Luxembourg-based offshore energy and dredging services company Jan De Nul Group has completed the cable installation scope for the Phase II full field development of ADNOC’s NASR offshore oil field, located 130 km off the coast of Abu Dhabi.
The cable-laying project is part of ADNOC’s development programme to increase the field’s capacity to 65,000 barrels of oil per day (b/d).
Under a subcontract from Hyundai Heavy Industries, Jan De Nul Group completed the cable loading, transport, laying and protection of three 132-kV subsea power cables with a total length 147 km and 10 11-kV subsea power cables with a total length of 57 km.
Jan De Nul deployed cable-laying vessel Isaac Newton with dynamic positioning class 2 capability to transport and install 204 km of cable at the NASR offshore field project site. In cable-laying mode, Isaac Newton can install up to 10,700 tonnes of cable using a 7,400-tonne capacity turntable above deck and a 5,000-tonne capacity turntable below deck along with two tensioners, chute and auxiliary equipment.

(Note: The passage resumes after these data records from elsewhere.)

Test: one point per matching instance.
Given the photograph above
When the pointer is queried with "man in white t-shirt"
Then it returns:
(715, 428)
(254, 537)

The longest and heaviest of the 132 kV cables, with a length of 71 km and weight of 6,000 tonnes, was transported and installed by Isaac Newton in a single length between Das Island and the NASR field.
In its first project, subsea rock installation vessel Daniel Bernoulli executed the full cable protection scope including 53 km of post-lay trenching, installing 671 concrete mattresses and 8 km of rock berm installation, which was designed in-house by Jan De Nul Group.